'Community Preference' Housing Policy Under the Microscope on Either Side of the Country
As Seattle develops a new community preference tool, damning evidence emerges of the policy failing to achieve its stated goals in New York City—actually exacerbating some of the outcomes it intended to mitigate.
J. David Goodman reports from New York City, where a report has recently been made public, after years of resistance from the city, into the city's affordable housing lotteries:
The report was finally released on Monday, following a federal court ruling, and its findings were stark: The city’s policy of giving preference to local residents for new affordable housing helps perpetuate racial segregation.
White neighborhoods stay white, black neighborhoods black, the report found.
Andrew A. Beveridge, a sociology professor at Queens College, conducted the research, and the portrait it paints is "far different picture than the one offered by Mayor Bill de Blasio, who has touted his record on housing as he runs for president."

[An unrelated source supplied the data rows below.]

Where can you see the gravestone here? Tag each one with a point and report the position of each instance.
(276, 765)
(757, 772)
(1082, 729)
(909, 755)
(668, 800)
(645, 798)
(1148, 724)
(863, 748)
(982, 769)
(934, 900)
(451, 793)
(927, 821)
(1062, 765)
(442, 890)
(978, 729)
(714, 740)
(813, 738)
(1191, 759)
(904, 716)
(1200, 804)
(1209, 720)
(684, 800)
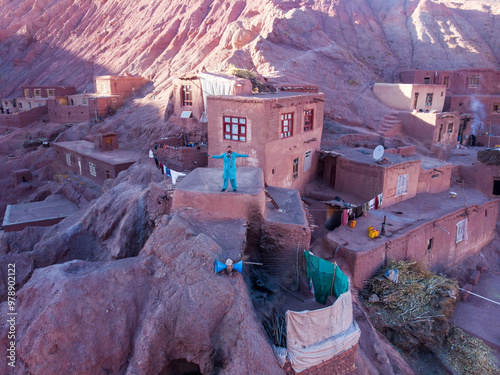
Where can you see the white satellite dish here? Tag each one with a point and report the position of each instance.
(378, 152)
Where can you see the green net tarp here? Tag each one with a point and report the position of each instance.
(322, 272)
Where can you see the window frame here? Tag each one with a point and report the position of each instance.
(428, 99)
(473, 81)
(186, 95)
(295, 169)
(402, 184)
(242, 123)
(92, 169)
(462, 229)
(308, 120)
(286, 117)
(307, 160)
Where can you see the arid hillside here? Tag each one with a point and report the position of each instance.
(343, 46)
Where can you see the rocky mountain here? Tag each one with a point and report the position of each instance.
(343, 46)
(116, 287)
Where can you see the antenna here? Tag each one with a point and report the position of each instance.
(378, 152)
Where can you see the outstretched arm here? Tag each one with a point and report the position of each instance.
(221, 156)
(240, 155)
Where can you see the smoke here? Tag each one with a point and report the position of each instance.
(477, 108)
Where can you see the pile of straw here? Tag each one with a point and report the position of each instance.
(415, 311)
(469, 355)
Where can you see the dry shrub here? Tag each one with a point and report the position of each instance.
(469, 355)
(415, 311)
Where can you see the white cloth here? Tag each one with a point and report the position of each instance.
(175, 175)
(318, 335)
(212, 84)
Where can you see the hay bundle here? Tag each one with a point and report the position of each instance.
(415, 311)
(469, 355)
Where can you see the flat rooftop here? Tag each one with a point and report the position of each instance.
(209, 180)
(364, 155)
(54, 207)
(291, 210)
(404, 217)
(264, 97)
(114, 157)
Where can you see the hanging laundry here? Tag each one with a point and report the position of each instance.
(327, 278)
(345, 217)
(371, 204)
(359, 211)
(175, 175)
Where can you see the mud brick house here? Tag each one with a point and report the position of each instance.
(409, 97)
(190, 94)
(280, 131)
(98, 161)
(473, 91)
(31, 106)
(419, 114)
(118, 85)
(82, 107)
(398, 177)
(434, 229)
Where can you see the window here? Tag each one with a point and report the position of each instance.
(402, 186)
(295, 168)
(474, 81)
(187, 95)
(496, 187)
(307, 160)
(92, 169)
(428, 99)
(235, 128)
(308, 120)
(286, 125)
(462, 231)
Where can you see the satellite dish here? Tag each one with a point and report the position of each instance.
(378, 152)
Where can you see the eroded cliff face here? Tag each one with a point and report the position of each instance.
(118, 287)
(343, 46)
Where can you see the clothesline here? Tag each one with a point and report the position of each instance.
(165, 170)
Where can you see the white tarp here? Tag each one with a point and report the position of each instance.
(212, 84)
(316, 336)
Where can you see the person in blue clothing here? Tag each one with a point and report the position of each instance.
(229, 174)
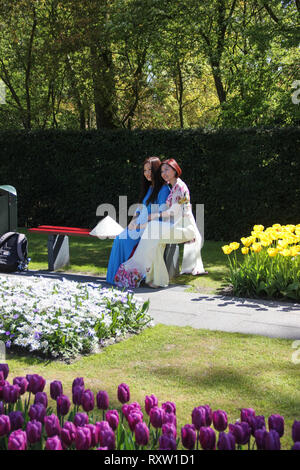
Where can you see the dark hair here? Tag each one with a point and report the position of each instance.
(174, 165)
(157, 180)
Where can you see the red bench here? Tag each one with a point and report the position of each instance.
(58, 243)
(59, 252)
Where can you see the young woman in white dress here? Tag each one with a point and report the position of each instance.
(176, 224)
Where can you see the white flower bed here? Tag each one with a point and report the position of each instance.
(64, 318)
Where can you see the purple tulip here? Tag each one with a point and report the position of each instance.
(242, 432)
(256, 422)
(83, 438)
(5, 369)
(167, 442)
(52, 426)
(4, 425)
(271, 440)
(34, 431)
(68, 433)
(208, 415)
(22, 382)
(199, 417)
(94, 434)
(17, 440)
(16, 420)
(37, 412)
(88, 400)
(226, 441)
(156, 417)
(188, 436)
(80, 419)
(56, 389)
(53, 443)
(63, 405)
(36, 383)
(150, 402)
(135, 417)
(78, 382)
(11, 393)
(3, 384)
(77, 395)
(107, 438)
(112, 417)
(123, 393)
(141, 433)
(102, 400)
(296, 431)
(246, 414)
(127, 409)
(169, 407)
(41, 397)
(220, 420)
(276, 423)
(207, 438)
(102, 426)
(259, 435)
(170, 418)
(169, 429)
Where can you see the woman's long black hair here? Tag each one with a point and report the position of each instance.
(157, 180)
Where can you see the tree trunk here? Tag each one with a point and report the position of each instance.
(104, 88)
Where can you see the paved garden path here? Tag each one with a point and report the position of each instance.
(174, 306)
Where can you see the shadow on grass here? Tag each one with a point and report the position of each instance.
(233, 381)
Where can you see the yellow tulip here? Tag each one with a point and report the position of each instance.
(272, 251)
(234, 245)
(290, 227)
(294, 251)
(256, 247)
(285, 252)
(282, 243)
(246, 241)
(226, 249)
(266, 241)
(258, 228)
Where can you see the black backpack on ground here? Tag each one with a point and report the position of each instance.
(13, 252)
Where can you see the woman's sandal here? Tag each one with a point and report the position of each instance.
(153, 286)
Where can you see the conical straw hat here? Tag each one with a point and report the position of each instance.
(107, 228)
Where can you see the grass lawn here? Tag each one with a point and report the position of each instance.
(90, 256)
(190, 367)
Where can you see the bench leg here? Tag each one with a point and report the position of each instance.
(171, 257)
(58, 251)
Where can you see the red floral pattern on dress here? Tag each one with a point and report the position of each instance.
(128, 278)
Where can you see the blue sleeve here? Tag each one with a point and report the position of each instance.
(163, 194)
(162, 197)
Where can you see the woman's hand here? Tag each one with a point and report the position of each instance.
(132, 226)
(153, 216)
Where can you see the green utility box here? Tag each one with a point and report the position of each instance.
(8, 209)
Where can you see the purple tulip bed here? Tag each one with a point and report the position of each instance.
(28, 423)
(63, 319)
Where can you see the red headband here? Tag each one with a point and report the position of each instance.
(173, 164)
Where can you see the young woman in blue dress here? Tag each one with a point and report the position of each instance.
(153, 196)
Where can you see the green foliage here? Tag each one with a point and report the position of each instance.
(241, 176)
(148, 63)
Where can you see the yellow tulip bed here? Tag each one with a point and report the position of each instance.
(271, 264)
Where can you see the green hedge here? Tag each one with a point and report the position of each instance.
(243, 176)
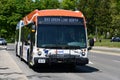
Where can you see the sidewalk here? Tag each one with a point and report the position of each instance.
(9, 69)
(106, 49)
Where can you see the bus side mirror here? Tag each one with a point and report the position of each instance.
(33, 29)
(91, 44)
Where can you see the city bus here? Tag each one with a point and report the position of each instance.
(53, 36)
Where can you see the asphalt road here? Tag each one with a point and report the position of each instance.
(101, 67)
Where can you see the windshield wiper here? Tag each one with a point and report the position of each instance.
(55, 46)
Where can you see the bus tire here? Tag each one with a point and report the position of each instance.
(21, 54)
(16, 52)
(28, 59)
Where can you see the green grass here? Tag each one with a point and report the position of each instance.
(107, 43)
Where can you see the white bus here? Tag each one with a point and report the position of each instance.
(52, 36)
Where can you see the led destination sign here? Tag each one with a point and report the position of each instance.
(60, 20)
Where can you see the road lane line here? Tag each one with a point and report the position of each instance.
(103, 52)
(90, 62)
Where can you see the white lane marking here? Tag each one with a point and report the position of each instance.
(118, 61)
(90, 62)
(103, 52)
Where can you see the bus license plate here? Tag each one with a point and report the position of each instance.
(41, 60)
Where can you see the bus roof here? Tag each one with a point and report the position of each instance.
(50, 12)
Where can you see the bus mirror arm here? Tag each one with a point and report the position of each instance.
(89, 48)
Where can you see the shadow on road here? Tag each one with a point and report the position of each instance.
(64, 69)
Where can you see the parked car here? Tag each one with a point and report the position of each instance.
(3, 41)
(115, 39)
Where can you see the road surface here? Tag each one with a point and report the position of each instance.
(101, 67)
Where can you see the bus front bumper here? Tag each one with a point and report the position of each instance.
(76, 61)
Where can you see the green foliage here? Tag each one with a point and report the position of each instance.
(102, 16)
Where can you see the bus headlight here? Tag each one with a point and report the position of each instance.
(39, 53)
(83, 52)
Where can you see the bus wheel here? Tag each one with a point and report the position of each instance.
(16, 51)
(28, 59)
(21, 54)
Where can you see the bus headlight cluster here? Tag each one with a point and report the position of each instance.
(83, 52)
(39, 53)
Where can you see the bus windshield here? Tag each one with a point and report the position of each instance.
(68, 36)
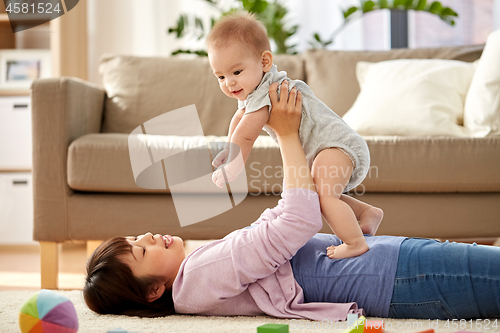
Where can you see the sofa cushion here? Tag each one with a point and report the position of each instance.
(101, 163)
(141, 88)
(332, 74)
(482, 105)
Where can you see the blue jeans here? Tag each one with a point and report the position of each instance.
(446, 280)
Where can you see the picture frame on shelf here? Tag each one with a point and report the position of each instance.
(18, 68)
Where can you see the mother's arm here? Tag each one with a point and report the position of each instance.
(225, 268)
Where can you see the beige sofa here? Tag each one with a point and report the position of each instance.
(84, 189)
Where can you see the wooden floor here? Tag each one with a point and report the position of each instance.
(20, 265)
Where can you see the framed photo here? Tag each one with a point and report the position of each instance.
(18, 68)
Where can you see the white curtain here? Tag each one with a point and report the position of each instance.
(139, 27)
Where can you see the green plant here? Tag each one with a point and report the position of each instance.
(270, 13)
(352, 13)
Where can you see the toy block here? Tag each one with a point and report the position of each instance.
(373, 326)
(357, 327)
(272, 328)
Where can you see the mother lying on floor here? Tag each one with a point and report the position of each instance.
(278, 266)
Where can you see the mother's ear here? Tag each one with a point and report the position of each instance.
(156, 292)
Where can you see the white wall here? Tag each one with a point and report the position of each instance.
(129, 27)
(496, 14)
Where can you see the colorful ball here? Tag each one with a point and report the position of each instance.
(48, 312)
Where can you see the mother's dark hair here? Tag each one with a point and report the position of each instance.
(111, 288)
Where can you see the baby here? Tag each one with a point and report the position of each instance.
(240, 57)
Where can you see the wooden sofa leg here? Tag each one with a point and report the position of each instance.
(91, 246)
(49, 259)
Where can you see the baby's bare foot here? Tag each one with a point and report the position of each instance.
(347, 250)
(370, 220)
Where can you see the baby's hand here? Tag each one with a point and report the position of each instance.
(221, 158)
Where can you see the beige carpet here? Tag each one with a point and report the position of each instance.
(11, 301)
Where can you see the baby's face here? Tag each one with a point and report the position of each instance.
(238, 72)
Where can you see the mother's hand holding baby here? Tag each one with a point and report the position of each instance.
(287, 121)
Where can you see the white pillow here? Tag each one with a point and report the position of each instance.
(411, 97)
(482, 105)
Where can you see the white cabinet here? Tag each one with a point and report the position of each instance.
(16, 208)
(15, 133)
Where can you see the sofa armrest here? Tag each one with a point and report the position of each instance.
(63, 109)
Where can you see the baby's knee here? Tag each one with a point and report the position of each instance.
(329, 190)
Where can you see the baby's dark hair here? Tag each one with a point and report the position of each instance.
(239, 27)
(111, 287)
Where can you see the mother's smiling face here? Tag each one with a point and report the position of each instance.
(156, 255)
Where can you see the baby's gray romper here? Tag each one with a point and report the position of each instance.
(320, 127)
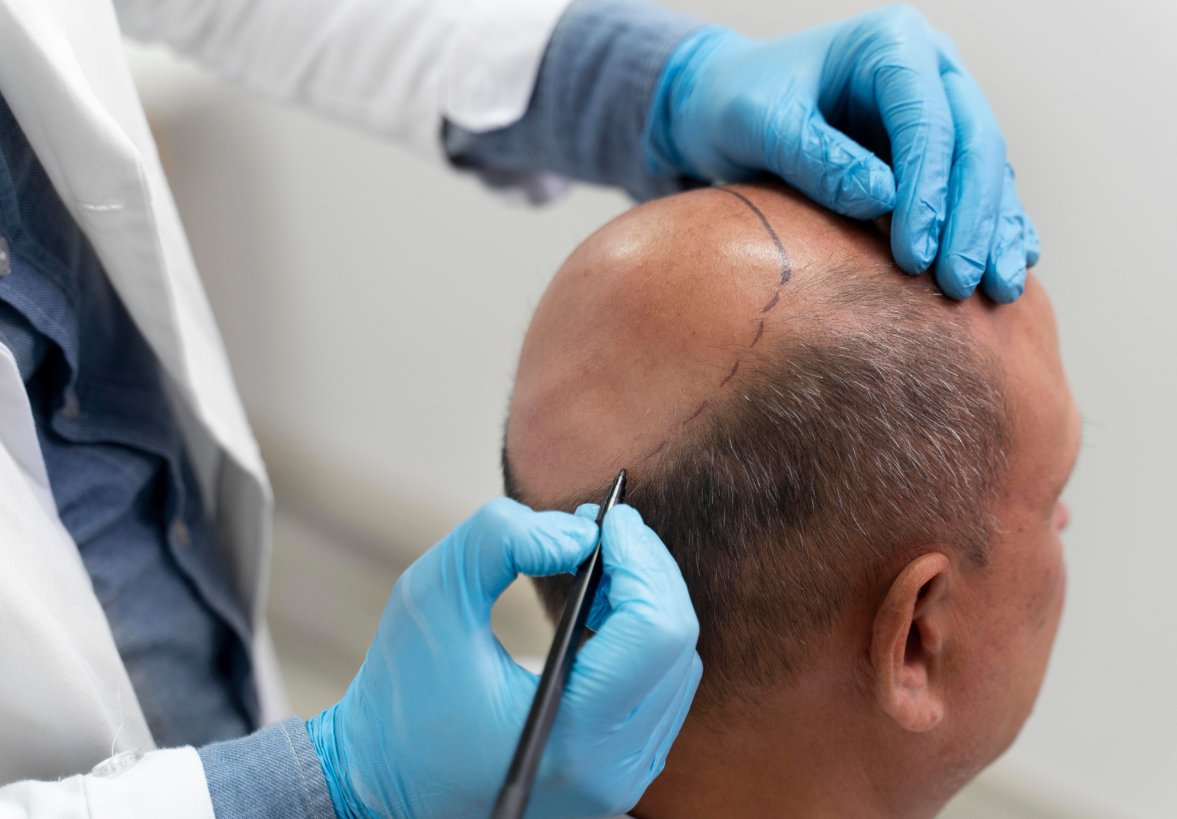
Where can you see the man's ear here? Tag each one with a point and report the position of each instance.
(908, 644)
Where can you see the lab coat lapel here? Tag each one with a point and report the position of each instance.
(65, 77)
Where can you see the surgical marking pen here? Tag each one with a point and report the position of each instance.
(516, 791)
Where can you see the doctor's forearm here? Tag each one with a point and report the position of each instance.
(590, 102)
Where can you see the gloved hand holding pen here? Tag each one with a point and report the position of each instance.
(823, 108)
(436, 671)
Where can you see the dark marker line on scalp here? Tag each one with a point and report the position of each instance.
(697, 412)
(786, 270)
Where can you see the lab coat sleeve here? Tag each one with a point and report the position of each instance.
(163, 784)
(394, 67)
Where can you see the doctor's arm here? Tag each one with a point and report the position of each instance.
(626, 93)
(427, 727)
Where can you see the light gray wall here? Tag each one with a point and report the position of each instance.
(373, 307)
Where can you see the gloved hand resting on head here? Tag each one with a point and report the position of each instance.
(427, 727)
(824, 107)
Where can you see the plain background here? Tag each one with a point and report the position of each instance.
(373, 307)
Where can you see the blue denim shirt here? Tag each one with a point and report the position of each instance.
(115, 460)
(117, 465)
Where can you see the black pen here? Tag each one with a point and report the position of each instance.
(516, 791)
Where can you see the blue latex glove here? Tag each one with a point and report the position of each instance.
(429, 726)
(813, 106)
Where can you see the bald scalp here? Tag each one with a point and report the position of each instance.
(796, 415)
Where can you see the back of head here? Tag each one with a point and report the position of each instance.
(797, 418)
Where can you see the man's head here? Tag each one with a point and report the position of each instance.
(857, 477)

One day before the news of the report broke in New York City, Josh Cohen was writing in Seattle on the subject of "community preference" housing policies tools. Cohen notes the controversial nature of community preference policies also while explaining how such policies work:
Used by New York, San Francisco, Portland and other city governments, preference policies give some applicants a better chance of landing a spot in a new affordable housing development, usually based on whether they live or work in the development's neighborhood. Typically, developers set aside a portion of the new units for a second lottery involving people who qualify for community preference.
Preference policies are controversial. Detractors say they entrench segregation by keeping poor people in poorer neighborhoods. Supporters say they give people a better chance to stay in their community as new investment comes in and the cost of living rises. People on both sides of the issue worry about how the policy intersects with federal fair housing law, which is meant to prevent discrimination.
Little did Cohen know that a report would emerge the vest next day confirming the detractors' argument. What Cohen did know is that the city of Seattle voted on June 24 to authorize the creation of a community preference policy. "Now Seattle’s Office of Housing is creating guidelines for developers who choose to use a preference policy when they lease new affordable housing projects."